Bu hal milletin gözünden kaçmadığı için, uyumsuzluklar ziyadeleşiyor. Oysa siyasi kadrolar fedakâr davrandığı zaman, hüsnü kabul görüyor ve verilecek olan oylarla taltif ediliyor.
"Demokratım" diyen siyasiler, her konuda toleranslı davranmalı, uyum içinde siyaset yapmalıdırlar. Yoksa demokrasi anlayışları askıda kalır, inandırıcı olmaz.
O zaman da yapılan konuşmalar toplumu gerer, istenmeyen sonuçlar doğar. Ülkemizde bunun envai çeşidi görülmüş ve büyük sıkıntılara sebebiyet vermiştir.
Eğer siyasilerde olgunluk ön plana alınsa, milletin huzura gelmesi kolaylıkla sağlanır. Böylece tüm gücü birleştirmek suretiyle, asrın üstüne çıkılır, millet de nefeslenir, kısa zaman içinde problemlerin çoğu çözülür. Böylece refaha ulaşmış bir devlet oluşur.
Eski siyasilerin bohem hayatı istisna idi. Mütevazı bir hayat içindeydiler. Onun için hâlâ saygıyla anılmaktadırlar. Bugünün siyasilerine gelirsek, bazılarının son derece lüks bir hayat yaşadıklarını görüyoruz.
Bu sebeple yadırganmaktadırlar. Zira ekonomik tırmanışları milletin gözünden kaçmıyor, israf küpünün kapağı açılıyor, söylentiler alabildiğine ağır oluyor. Artık siyasilerin sözüne inanan insanlar azaldı. Bazıları da şimdilik, siyasi ikbal için sesini çıkarmıyor.
Kontrol ve murakabeden kaçınan bazı siyasilerin artlarında bıraktıkları miras, hiç de hoş değildir.
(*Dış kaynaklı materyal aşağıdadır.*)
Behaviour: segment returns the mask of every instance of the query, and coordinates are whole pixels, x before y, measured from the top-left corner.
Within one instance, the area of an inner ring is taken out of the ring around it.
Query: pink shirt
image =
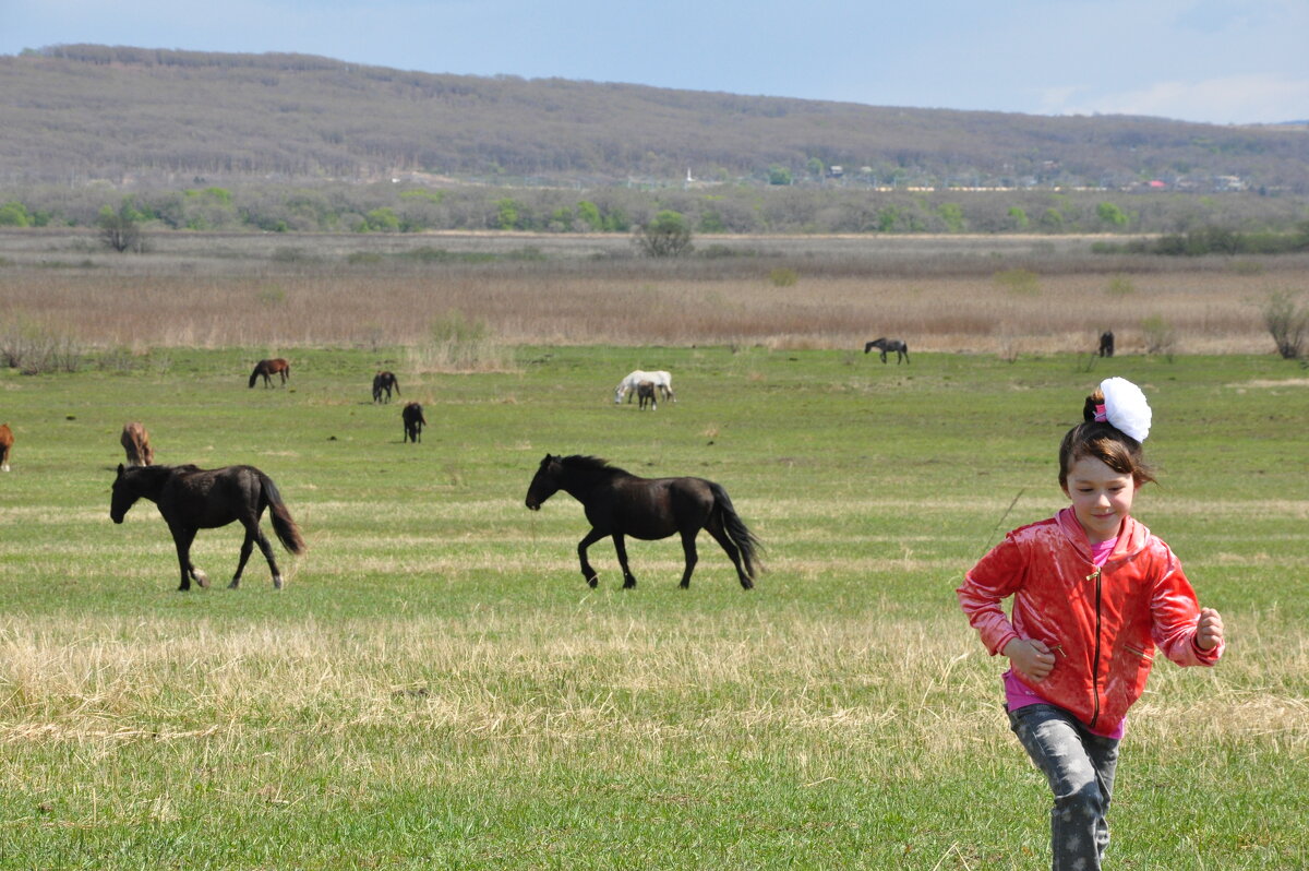
[[[1109,554],[1114,553],[1114,545],[1118,544],[1118,538],[1110,538],[1109,541],[1102,541],[1098,545],[1090,546],[1090,559],[1097,566],[1103,566],[1105,561],[1109,559]],[[1028,705],[1050,705],[1037,693],[1034,689],[1018,680],[1018,676],[1013,673],[1011,668],[1004,673],[1004,705],[1011,711],[1016,711],[1020,707],[1026,707]],[[1119,720],[1118,727],[1110,732],[1103,732],[1101,730],[1088,728],[1092,735],[1100,735],[1101,737],[1111,737],[1115,741],[1123,737],[1127,731],[1127,720]]]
Çünkü bunların bazıları çalmakla, çaldırmakla, sömürmekle anılmakta, yani vatandaştan iyi not alamamaktadırlar. Karnedeki notları düşük, hatta zayıftır.
Bir ülke bu çıkmazların için düşerse, o ülkenin istikbali maalesef karanlıktır. Kalifiye insanlar da böyle bir ülkede yaşamak istemediği için dışarıya kaçmakta, beyin göçü yaşanmaktadır.
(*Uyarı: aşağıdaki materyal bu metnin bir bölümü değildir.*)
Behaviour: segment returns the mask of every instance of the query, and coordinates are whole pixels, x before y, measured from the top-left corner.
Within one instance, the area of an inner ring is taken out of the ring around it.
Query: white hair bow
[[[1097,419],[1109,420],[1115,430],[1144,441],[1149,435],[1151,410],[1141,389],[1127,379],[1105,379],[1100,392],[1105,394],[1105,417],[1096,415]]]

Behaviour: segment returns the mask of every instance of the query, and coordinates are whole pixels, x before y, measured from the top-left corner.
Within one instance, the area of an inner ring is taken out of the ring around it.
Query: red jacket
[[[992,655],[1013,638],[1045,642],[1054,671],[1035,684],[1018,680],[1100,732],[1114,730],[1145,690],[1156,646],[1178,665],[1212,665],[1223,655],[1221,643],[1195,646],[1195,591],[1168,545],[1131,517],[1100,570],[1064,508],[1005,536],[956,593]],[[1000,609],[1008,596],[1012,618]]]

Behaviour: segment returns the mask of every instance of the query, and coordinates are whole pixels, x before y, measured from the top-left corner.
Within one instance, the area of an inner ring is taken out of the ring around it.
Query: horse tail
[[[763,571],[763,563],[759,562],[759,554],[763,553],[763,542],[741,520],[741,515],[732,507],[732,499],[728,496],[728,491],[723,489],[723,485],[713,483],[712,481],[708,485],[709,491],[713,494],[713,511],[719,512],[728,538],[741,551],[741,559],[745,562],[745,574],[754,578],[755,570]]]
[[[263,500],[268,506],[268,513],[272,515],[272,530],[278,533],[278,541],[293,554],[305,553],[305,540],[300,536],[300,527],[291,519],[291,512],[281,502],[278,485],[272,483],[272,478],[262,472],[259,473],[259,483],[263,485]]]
Bu hususun, cumhuriyetin kuruluşundan beri var olduğuna, tarihen şahidiz. Bu anormallikler darbelere sebebiyet verdi. 1960-1971-1980 ve 28 Şubat 1997'de olduğu gibi.
Bu kalkışmalar elbette ki milletin arzuladığı kalkışmalar değildir. Dış güçlerin isteği ile meydana gelmiştir.
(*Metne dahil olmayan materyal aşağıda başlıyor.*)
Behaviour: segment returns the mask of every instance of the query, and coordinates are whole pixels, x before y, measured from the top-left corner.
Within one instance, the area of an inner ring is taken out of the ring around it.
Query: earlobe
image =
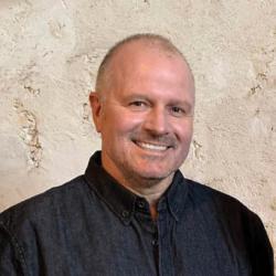
[[[97,132],[100,132],[102,129],[102,103],[99,95],[96,92],[92,92],[89,95],[89,103],[92,108],[93,121],[95,124]]]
Bugün dahi emperyalist ülkeler ve küresel sermaye çeteleri kılıçlarını çekerek, ülkemize abanmaktadır. Tehlike büyük ama bu ne iktidar mensuplarının ne de muhalefetin umurunda görünmüyor.
Etrafımızdaki ekonomik, sosyal ve siyasal çember her gün biraz daha daralmakta, buna rağmen siyasilerimiz siyasi gaflet içinde uyumaktadır.
İktidar ve muhalefette bunlara ayak uydurduğu için, birlik sağlanamıyor, ötekileştirmeler bütün hızıyla devam ediyor.
Ne var ki millet bunların yaptıklarının tamamını bilmediği için, sadakat anlayışı içinde bazıları maalesef hâlâ alkışlanıyor.
Bir nevi liderler tabu haline getirilerek, onlara adeta tapılıyor. Maalesef aklı erenler de sessiz kalmayı yeğliyor. Böylece millet çıkmaz yollarda, çıkar yol arıyor.
Yaptığımız nasihatlere ve yerinde yapılan ikazlara, bazı siyasiler kulak tıkıyor. Ancak aklıselim olmak gerekiyor.
Nitekim Allah şöyle buyuruyor:
Andolsun biz bu Kur'an'da insanlara her çeşit misali türlü biçimlerde anlattık ama insanların çoğu inkârda direttiler.
(İsrâ/89)
Kalın selametle.
*Bu makalede yer alan fikirler yazara aittir ve Independent Türkçe'nin editöryal politikasını yansıtmayabilir.